Michael Kors used his opening spot on the official New York Fashion Week schedule this season to send a much-welcome reminder: Take your PTO and book that vacation already.
At his spring 2026 runway show for Michael Kors Collection on Thursday morning—which attracted the expected high-wattage crowd, including Gwyneth Paltrow, Olivia Wilde, Ariana DeBose, Kaitlyn Dever, Leslie Bibb, and more—the designer presented a surprisingly laid-back offering inspired by his own travels.
The opening look was an oversize button-down, left undone until almost the navel, tucked into loose black trousers with a sheer skirt overlay, cinched at the waist with a long brown belt left hanging to one side and a charmed layered necklace boasting what appeared to be a small leather pouch. It set the tone for the collection: easy, but well-accessorized. That model also carried an oversize fringed clutch and leather sandals; the one that followed paired her sleeveless black dress, with a sheer asymmetric skirt, with criss-cross heels, a large pendant necklace (a massive summer trend now cosigned into the new year), belted cuff bracelets, and a scrunched-up leather clutch. The tonal styling of the primarily white, black, and earthy brown ensembles emphasized the dimension and texture added by a dramatically long fringe earring, a large stone ring, or a quilted top-handle bag.
Kors has always excelled when doing more with less. Season after season, the pared-back color palettes of Michael Kors Collection force the audience to focus not on flash, but on silhouette. He favors sharp tailoring, precisely cut dresses, and separates that a customer can recognize and visualize in their closet. For spring 2026, the designer zeroed in on collarless blazers, loose trousers cinched at the ankle, polo tunics, and sleeveless dresses that belong in a suitcase bound for a resort in the American Southwest. One can picture the lineup as the chicest boarding queue for the next flight bound for Santa Fe. The styling emphasized this “G2G, I’m OOO” vibe: relaxed suits with flat sandals (and sometimes with nothing but a bikini top underneath); Bermuda shorts under trench coats; short-sleeve T-shirts with low-rise wrap skirts and a big beaded necklace; a mesh camper shirtdress with a laser-cut leather tote.
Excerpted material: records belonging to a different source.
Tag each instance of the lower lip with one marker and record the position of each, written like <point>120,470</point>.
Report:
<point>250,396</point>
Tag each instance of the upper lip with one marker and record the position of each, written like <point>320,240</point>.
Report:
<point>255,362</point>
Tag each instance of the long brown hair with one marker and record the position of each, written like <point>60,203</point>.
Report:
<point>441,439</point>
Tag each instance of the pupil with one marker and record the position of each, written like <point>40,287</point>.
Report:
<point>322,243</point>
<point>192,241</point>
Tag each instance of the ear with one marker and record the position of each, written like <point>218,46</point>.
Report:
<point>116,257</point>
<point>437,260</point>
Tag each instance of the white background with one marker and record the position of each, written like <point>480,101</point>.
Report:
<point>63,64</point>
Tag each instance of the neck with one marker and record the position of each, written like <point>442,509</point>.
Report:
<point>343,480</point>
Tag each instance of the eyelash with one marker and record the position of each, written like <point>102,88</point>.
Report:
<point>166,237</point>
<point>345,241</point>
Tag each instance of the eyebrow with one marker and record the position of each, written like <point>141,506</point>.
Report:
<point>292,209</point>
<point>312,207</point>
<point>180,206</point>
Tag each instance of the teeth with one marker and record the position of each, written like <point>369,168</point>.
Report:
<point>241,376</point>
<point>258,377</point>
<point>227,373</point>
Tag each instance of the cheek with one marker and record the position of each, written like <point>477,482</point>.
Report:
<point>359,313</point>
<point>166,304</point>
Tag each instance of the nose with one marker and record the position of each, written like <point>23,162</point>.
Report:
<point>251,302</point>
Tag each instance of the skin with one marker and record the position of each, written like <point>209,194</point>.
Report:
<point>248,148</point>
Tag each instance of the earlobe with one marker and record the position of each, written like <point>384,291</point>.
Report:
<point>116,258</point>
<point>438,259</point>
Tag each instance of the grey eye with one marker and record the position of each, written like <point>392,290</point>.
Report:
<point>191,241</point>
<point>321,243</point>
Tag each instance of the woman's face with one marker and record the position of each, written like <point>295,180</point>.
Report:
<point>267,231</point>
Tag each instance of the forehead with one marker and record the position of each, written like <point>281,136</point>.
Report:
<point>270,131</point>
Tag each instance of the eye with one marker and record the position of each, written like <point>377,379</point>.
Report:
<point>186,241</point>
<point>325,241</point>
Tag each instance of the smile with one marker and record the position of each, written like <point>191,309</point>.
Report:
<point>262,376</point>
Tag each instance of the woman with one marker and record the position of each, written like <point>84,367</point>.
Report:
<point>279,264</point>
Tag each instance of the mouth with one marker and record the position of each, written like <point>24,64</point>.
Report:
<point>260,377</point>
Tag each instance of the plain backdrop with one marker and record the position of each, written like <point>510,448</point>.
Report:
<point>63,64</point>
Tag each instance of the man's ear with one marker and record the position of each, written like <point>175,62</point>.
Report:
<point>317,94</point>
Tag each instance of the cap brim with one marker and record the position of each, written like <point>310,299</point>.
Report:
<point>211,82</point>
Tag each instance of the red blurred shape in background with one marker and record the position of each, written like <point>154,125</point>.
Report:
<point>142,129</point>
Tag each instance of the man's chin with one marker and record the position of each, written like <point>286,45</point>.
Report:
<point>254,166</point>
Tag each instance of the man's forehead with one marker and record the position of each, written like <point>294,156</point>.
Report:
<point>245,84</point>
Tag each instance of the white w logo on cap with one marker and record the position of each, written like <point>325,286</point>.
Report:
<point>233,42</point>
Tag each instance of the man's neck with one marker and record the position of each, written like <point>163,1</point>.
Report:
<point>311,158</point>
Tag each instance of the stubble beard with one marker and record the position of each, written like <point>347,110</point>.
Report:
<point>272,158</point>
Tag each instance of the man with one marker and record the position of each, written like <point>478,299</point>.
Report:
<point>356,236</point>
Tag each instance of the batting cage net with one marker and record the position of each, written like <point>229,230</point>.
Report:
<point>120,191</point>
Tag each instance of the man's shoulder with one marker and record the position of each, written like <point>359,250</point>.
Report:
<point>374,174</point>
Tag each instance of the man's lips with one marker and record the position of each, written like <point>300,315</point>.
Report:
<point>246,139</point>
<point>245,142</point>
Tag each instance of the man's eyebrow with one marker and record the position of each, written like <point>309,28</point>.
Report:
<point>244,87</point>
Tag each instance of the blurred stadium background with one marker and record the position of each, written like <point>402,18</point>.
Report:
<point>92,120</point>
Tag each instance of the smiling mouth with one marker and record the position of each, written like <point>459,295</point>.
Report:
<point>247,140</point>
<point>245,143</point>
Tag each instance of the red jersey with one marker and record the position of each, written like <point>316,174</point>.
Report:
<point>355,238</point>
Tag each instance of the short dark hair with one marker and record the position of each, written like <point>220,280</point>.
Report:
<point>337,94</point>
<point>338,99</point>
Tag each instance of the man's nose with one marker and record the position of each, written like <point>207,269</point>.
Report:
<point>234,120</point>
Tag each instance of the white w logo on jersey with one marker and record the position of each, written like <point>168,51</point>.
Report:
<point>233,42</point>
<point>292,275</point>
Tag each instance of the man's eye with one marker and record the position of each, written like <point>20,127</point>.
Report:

Even the closing eveningwear component felt more subdued than usual for the red-carpet regular—well, as subtle as a gold metallic trench coat, a semi-sheer sequin one-shoulder asymmetric-hem dress, and sequined balloon trousers with a bra top and button-down can be.
Michael Kors Collection being such a New York brand, its runway offerings are rooted in a cosmopolitan sensibility. You can see the black cape top belted into loose trousers with heeled golden sandals and a pouch clutch as a new power-lunch uniform, or the sleeveless blazer over handkerchief skirt suit with a bucket bag as a go-to outfit for important meetings. No matter the destination—whether a plane ride or subway stop away—the spring 2026 collection has that customer covered.